Rogue One: A Star Wars Story Review

By Neil Hazel | 

Rogue One: A Star Wars Story is the first film in what Disney is calling the Star Wars Anthology series. A set of Star Wars that will not directly play into the Skywalker narrative of the episodic Star Wars films, but instead serve to expand the Star Wars universe. It is because of this that Rogue One director Gareth Edwards is put into a bit of a tricky spot. How does one make a Star Wars film that adds new content to the Star Wars story without screwing up the continuity? The answer is to set the film between episode III and episode IV, telling the story of how the rebel alliance ends up with the plans to the Empire’s planet destroying super weapon, the Death Star. While Rogue One certainly has enough Star Wars moments and info to expand the universe to fulfill the appetites of diehard Star Wars fans, it is by no means a spectacular

Rogue One centers on Jyn Erso, a prisoner of the Empire that is rescued and recruited by the Rebels to help them secure information that has leaked from the Empire about the new weapon they are constructing. Jyn finds her way into a ragtag crew as they travel from planet to planet, fighting the Empire as they search for the plans to the Death Star. While Jyn’s companions are colorful and interesting (a hacked Imperial drone voiced by Alan Tudyk and a blind, Force-sensitive monk played by Chinese mega star Donnie Yen are the standouts), they never really reach the likability of series favorites like Han Solo or Obi-Wan. Perhaps this was intentional, as these characters are the unsung heroes of the Star Wars saga, but it ends up making Rogue One feel like it’s lacking a certain amount of emotional gravity.

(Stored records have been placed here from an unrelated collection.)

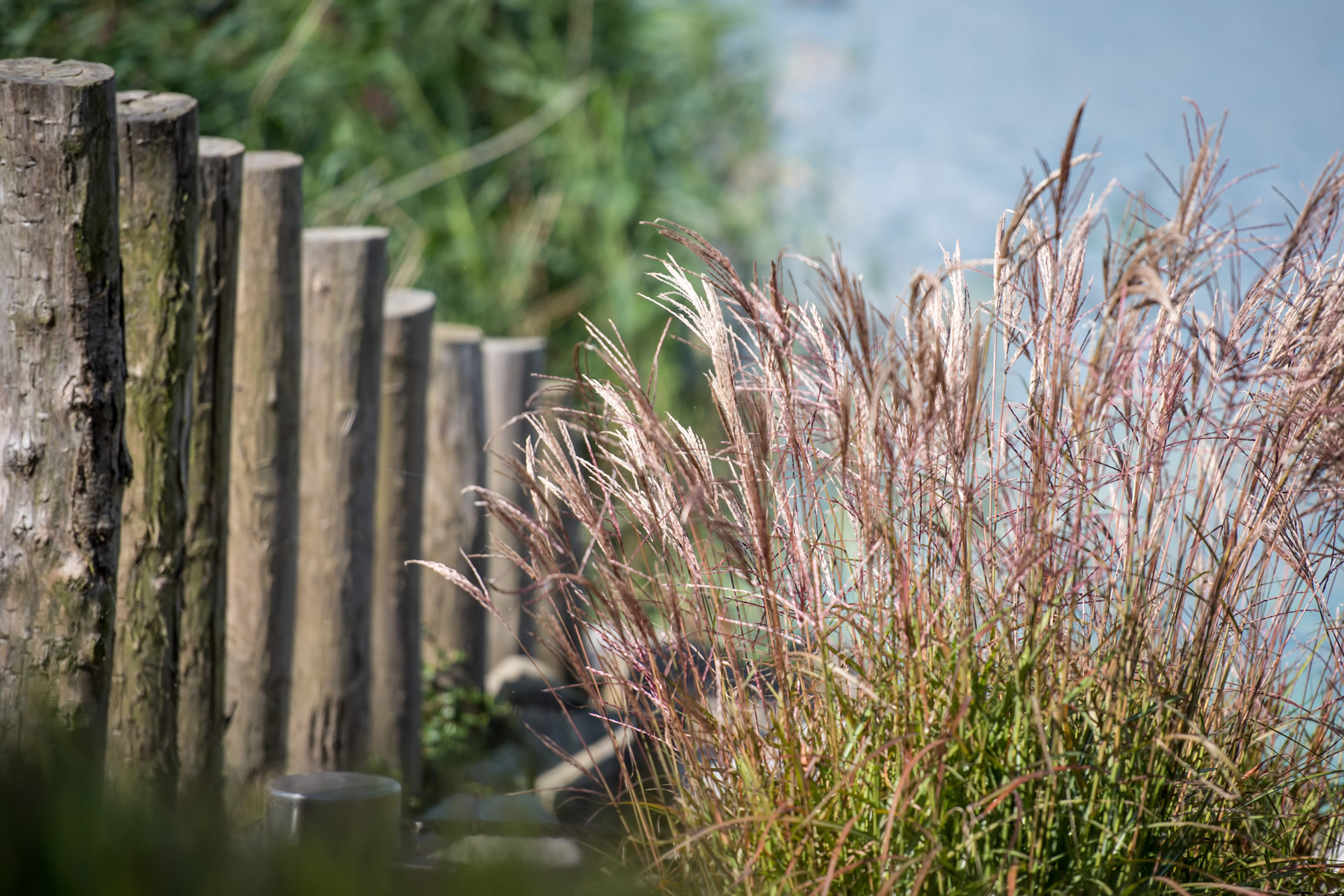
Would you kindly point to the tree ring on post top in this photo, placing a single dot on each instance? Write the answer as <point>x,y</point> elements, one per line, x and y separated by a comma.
<point>144,105</point>
<point>337,809</point>
<point>71,73</point>
<point>406,302</point>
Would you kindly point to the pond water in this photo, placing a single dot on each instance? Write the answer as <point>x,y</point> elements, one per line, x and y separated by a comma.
<point>901,125</point>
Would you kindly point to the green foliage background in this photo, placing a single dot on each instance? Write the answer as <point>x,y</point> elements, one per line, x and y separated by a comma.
<point>369,90</point>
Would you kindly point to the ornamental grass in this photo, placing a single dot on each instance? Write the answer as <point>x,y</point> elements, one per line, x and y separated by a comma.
<point>1016,597</point>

Rogue One does a great job of producing some of the biggest action scenes to date in the Star Wars franchise. Galactic dogfights featuring hundreds of X-wings and TIE-fighters, shootouts with Stormtroopers in an exciting variety of planetary backdrops, and well-choreographed hand-to-hand combat, coupled with spectacular special effects make Rogue One an interesting and fun film to watch.

What will excite fans the most about Rogue One are all of the connections made to the rest of the Star Wars Universe. While I won’t spoil anything major, feel free to jump to the last paragraph if you want to go in completely blind. Several characters from the original trilogy have roles in Rogue One, and it’s great to see how some of these characters end up where they are during Episode IV. One of the biggest plot holes in the Star Wars series, the secret weak spot hidden within the Death Star, is given a reasonable and worthy explanation. The film itself sits perfectly between episodes III and IV filling in the gaps and leading right up to the start of A New Hope. The highlight of Rogue One however, is the return of Darth Vader. While he is only on screen for a few minutes, they are arguable the best scenes in the movie and are sure to give every Star Wars fan chills.

If last year’s The Force Awakens was a film made to introduce a new generation to Star Wars, Rogue One is a film made to satisfy the fans that have been around since the beginning. While it does have it’s flaws, most notably some cheesy dialogue and a lack of emotion, Star Wars fans will absolutely adore Rogue One. Gareth Edwards does a serviceable job of adding to the Star Wars universe without ruining the franchise, and if Disney manages to put out Anthology films that are as good as Rogue One every other year then Star Wars fans will be happy for many years to come.